É fundamental que se olhe para o MDT-U (multidroga terapia esquema único) pelo prisma do paciente. Afinal, as evidências científicas para diminuir o tempo de tratamento dos antibióticos usados para o tratamento de hanseníase há quase 40 anos são robustas?
Em reunião no dia 18 de abril de 2018 no Ministério da Saúde, o Comitê Técnico Assessor (CTA) da hanseníase foi informado que seria implantado no Brasil um esquema único de tratamento para pacientes de hanseníase, com os mesmos antibióticos usados há quase 40 anos, porém, com a metade do tempo mínimo utilizado hoje para o tratamento dos pacientes multibacilares (MB), e com todos os antibióticos para todos, o que significa que mesmo pacientes paucibacilares (PB), hoje cerca de 30% no Brasil, teriam que usar rifampicina, dapsona e clofazimina, esta última usada atualmente somente nos pacientes MB.
As razões para esta conduta estão baseadas em um trabalho publicado na revista PLOs Neglected Tropical Diseases, que daria suporte à mudança do esquema. Antes da reunião de 18 de abril, e já sabendo do tema MDT-U, a SBH se posicionou com uma carta aberta ao CTA e à sociedade brasileira, especialmente médicos que tratam milhares de casos no dia a dia da lida com os pacientes.
Mesmo diante do posicionamento da SBH, contrário ao MDT-U, bem como da manifestação contrária de quatro dos seis centros de referência nacionais em hanseníase, que estavam presentes na reunião, não há sinalização do Ministério da Saúde em suspender a implantação do esquema MDT-U para uma discussão mínima com usuários, nem com as diversas entidades que representam profissionais de saúde e cientistas deste país, Brasil afora.

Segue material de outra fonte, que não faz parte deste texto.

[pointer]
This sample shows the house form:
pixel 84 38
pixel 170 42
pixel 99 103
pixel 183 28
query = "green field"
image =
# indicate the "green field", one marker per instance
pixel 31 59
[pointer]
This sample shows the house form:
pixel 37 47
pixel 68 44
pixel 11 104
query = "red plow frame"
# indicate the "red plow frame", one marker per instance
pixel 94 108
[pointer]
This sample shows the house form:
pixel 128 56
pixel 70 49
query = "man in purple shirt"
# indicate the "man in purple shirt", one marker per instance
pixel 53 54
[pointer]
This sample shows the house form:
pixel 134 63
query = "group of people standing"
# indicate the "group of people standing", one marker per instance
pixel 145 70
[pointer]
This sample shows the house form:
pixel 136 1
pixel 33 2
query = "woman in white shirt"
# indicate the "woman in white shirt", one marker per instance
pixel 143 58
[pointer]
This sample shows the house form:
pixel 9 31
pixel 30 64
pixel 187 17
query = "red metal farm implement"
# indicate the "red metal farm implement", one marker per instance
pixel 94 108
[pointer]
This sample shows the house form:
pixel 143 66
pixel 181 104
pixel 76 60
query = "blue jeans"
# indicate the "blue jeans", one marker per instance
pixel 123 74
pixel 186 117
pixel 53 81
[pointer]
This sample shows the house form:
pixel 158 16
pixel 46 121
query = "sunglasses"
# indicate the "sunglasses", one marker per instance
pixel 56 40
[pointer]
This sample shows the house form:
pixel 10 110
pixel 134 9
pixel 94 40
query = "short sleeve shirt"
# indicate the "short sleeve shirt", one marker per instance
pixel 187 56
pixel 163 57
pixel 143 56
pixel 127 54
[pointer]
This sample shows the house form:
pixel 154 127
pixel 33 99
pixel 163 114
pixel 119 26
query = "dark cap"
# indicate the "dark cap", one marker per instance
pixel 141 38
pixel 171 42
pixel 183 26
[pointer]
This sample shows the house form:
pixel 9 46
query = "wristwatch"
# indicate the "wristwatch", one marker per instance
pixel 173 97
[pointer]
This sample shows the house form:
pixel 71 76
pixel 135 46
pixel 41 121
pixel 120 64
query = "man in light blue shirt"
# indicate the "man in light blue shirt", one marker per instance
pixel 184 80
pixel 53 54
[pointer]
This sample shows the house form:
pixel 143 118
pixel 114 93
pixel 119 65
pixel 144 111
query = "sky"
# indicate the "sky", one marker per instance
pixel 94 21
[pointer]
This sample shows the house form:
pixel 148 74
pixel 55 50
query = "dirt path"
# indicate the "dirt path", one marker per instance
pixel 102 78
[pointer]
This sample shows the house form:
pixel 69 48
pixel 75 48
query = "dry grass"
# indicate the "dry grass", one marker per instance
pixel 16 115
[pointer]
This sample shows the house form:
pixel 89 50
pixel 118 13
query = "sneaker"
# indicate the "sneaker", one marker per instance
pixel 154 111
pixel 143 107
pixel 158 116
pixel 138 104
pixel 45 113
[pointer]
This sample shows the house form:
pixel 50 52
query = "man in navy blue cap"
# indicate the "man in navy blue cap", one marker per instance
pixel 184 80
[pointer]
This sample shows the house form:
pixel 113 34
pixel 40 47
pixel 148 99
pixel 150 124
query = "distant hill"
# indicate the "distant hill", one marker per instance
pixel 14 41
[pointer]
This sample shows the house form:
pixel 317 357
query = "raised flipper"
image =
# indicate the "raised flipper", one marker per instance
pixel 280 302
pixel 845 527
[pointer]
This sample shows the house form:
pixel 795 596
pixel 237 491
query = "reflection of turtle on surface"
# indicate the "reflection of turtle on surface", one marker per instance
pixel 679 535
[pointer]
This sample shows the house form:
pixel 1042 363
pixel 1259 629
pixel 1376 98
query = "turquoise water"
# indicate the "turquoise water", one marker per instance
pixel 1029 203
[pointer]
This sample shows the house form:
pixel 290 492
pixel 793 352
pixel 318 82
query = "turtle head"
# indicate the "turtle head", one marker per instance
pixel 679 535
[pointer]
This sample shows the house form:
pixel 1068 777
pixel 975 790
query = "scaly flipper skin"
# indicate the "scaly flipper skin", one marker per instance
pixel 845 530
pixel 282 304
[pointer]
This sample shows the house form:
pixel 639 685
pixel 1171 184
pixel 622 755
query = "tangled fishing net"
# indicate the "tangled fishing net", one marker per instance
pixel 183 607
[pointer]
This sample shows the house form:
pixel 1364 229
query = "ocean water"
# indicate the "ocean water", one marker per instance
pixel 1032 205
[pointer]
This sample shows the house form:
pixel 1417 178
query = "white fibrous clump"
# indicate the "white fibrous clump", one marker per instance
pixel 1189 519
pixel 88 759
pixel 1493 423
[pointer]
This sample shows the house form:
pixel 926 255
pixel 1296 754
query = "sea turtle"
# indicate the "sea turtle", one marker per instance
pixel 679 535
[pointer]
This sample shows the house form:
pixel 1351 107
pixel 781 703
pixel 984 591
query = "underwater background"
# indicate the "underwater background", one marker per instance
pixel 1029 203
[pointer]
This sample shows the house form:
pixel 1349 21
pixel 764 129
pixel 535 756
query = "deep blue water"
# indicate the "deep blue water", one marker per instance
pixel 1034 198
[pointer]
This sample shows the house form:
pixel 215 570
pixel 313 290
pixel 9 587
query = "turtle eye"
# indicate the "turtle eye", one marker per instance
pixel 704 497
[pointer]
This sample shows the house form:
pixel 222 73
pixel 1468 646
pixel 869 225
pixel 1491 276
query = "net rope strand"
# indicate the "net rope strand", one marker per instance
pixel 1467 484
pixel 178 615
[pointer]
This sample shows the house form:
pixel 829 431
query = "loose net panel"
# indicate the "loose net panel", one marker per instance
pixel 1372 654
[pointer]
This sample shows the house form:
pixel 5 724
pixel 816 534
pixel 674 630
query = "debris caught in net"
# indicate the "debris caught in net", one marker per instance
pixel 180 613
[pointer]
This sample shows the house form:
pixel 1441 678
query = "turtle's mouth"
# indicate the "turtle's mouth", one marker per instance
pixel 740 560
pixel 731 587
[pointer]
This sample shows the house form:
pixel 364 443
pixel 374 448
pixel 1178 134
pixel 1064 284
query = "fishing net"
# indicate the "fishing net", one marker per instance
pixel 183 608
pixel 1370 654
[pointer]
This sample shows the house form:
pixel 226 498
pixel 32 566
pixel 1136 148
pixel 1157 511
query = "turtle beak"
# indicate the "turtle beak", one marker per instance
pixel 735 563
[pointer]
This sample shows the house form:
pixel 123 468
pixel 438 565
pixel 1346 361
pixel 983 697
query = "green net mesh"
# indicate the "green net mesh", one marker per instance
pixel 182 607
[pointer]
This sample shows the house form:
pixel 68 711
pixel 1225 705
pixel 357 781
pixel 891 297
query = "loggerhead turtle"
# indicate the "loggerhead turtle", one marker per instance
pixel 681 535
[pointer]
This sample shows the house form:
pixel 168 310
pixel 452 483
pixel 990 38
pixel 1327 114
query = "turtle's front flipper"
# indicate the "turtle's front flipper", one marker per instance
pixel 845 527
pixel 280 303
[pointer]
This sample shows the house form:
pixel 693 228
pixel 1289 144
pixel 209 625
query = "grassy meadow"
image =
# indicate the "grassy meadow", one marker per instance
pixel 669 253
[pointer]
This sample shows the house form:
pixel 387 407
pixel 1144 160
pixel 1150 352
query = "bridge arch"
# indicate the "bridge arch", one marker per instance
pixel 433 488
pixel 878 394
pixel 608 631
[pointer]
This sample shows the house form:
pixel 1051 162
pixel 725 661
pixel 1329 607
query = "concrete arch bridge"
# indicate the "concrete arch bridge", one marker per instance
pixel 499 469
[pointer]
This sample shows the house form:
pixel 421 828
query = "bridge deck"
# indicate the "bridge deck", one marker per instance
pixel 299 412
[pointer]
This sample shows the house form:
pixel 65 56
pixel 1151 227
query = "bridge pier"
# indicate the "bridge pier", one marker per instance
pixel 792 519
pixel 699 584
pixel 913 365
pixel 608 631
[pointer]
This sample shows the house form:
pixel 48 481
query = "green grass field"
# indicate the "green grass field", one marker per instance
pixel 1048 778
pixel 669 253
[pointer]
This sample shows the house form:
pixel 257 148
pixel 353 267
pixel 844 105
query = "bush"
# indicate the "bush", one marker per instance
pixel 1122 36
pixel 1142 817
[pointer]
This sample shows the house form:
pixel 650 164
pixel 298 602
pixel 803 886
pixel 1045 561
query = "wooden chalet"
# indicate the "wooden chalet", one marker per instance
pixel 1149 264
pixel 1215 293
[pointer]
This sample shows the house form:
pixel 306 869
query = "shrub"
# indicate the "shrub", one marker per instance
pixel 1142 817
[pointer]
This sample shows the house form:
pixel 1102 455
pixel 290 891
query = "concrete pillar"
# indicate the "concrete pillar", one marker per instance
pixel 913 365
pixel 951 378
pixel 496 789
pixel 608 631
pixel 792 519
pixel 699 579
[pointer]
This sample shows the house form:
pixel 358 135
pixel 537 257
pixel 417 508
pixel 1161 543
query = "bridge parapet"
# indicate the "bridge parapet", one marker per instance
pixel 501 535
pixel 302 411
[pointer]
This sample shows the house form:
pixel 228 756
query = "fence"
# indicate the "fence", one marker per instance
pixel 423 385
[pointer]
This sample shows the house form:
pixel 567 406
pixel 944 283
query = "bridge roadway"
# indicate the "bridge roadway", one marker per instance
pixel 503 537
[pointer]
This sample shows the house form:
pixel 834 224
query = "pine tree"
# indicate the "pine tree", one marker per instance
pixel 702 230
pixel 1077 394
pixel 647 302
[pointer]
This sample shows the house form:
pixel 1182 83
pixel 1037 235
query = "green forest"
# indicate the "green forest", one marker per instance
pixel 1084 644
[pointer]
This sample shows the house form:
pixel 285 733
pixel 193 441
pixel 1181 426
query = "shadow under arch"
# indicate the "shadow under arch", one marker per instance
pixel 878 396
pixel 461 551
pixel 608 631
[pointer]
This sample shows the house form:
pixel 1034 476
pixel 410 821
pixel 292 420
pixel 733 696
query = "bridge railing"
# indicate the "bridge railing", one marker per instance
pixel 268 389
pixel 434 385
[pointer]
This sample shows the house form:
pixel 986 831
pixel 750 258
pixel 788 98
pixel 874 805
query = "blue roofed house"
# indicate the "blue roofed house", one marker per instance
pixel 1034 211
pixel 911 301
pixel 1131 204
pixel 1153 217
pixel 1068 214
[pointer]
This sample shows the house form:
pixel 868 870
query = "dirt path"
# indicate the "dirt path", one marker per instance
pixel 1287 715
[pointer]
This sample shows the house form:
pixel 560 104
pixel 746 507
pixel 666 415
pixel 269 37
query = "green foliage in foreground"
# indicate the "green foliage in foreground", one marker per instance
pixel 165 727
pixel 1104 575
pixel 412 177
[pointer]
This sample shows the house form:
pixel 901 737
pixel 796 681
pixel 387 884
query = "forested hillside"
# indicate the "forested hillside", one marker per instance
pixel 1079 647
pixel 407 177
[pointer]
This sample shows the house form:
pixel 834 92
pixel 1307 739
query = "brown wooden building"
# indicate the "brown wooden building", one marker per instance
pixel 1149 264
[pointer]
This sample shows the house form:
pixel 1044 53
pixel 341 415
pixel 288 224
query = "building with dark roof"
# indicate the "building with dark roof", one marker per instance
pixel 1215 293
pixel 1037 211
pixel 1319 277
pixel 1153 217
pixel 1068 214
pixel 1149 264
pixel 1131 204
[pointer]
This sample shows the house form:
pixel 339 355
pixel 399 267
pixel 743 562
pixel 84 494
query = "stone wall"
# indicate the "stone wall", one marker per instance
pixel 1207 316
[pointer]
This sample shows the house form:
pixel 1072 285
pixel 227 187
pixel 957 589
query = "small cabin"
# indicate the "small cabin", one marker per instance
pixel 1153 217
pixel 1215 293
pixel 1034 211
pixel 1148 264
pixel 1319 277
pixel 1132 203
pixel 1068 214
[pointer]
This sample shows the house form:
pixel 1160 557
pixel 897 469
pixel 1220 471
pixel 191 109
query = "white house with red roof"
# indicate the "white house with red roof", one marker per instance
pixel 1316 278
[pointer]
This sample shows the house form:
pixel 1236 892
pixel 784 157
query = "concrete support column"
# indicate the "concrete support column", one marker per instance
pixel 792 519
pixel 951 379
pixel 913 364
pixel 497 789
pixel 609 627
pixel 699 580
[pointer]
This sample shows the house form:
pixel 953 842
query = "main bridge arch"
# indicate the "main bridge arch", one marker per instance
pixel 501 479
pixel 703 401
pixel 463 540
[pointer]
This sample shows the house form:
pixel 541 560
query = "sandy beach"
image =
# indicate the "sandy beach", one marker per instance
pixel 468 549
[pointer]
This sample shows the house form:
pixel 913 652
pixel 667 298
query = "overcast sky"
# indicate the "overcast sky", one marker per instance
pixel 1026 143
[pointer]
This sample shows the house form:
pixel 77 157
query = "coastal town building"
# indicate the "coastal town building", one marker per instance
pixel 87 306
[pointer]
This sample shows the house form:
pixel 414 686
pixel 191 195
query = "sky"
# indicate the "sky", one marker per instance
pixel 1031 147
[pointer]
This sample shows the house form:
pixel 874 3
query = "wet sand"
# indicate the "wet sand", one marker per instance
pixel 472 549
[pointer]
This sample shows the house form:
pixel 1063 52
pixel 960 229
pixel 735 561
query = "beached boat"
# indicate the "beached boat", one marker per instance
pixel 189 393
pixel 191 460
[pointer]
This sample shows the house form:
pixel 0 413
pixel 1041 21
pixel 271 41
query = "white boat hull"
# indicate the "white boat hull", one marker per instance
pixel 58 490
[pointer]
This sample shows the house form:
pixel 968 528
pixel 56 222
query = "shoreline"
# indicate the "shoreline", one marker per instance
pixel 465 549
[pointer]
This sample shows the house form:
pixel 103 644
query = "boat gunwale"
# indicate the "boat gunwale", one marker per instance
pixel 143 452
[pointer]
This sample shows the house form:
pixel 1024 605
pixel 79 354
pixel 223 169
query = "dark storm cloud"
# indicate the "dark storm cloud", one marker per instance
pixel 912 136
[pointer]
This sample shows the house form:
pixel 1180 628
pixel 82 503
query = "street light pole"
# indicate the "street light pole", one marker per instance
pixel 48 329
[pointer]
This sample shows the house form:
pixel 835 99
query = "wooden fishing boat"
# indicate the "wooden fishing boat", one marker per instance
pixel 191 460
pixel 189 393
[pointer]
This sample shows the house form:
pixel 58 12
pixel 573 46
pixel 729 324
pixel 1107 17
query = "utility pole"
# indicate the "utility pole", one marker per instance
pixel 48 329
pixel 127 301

Deste modo, as diferentes sociedades e associações signatárias deste documento, baseadas nos tópicos expressos a seguir, solicitam ao Ministério da Saúde do Brasil que suspenda toda e qualquer proposta de implementação do MDT-U neste momento, e que disponibilize recursos para 1) incrementar os treinamentos e capacitações em hanseníase aos profissionais de saúde das estratégias de saúde da família em todo o Brasil; 2) dar suporte à busca ativa de casos novos da doença; 3) aumentar a quantidade e a qualidade do exame de contatos; 4) mensurar o real percentual de casos com resistência medicamentosa e 5) disponibilizar novos medicamentos para esquemas substitutivos aos pacientes com cepas resistentes ou que não consigam fazer uso dos medicamentos padronizados para o tratamento atual da hanseníase. Ressalte-se o atual quadro preocupante de aumento do percentual de cepas resistentes no planeta (1).
Seguem as razões pelas quais achamos que não é minimamente razoável implantar o MDT-U neste momento:
Achamos, ainda, ser de importância capital citar que a OMS acabou de se pronunciar no sentido de não implantar o MDT-U (seis doses MB) para uso nas diferentes regiões do planeta (http://www.searo.who.int/entity/global_leprosy_programme/en/), em razão da "falta de evidências suficientes para sustentar que a diminuição do tempo de tratamento tenha resultados equivalentes ao esquema utilizado atualmente". Diz ainda que as "evidências de potenciais riscos e benefícios de um esquema mais curto foram limitadas e inconclusivas, com possibilidade de aumento no risco de recidivas".
Nos parece claro que os dados são insuficientes e, portanto, não há razão para seguir adiante.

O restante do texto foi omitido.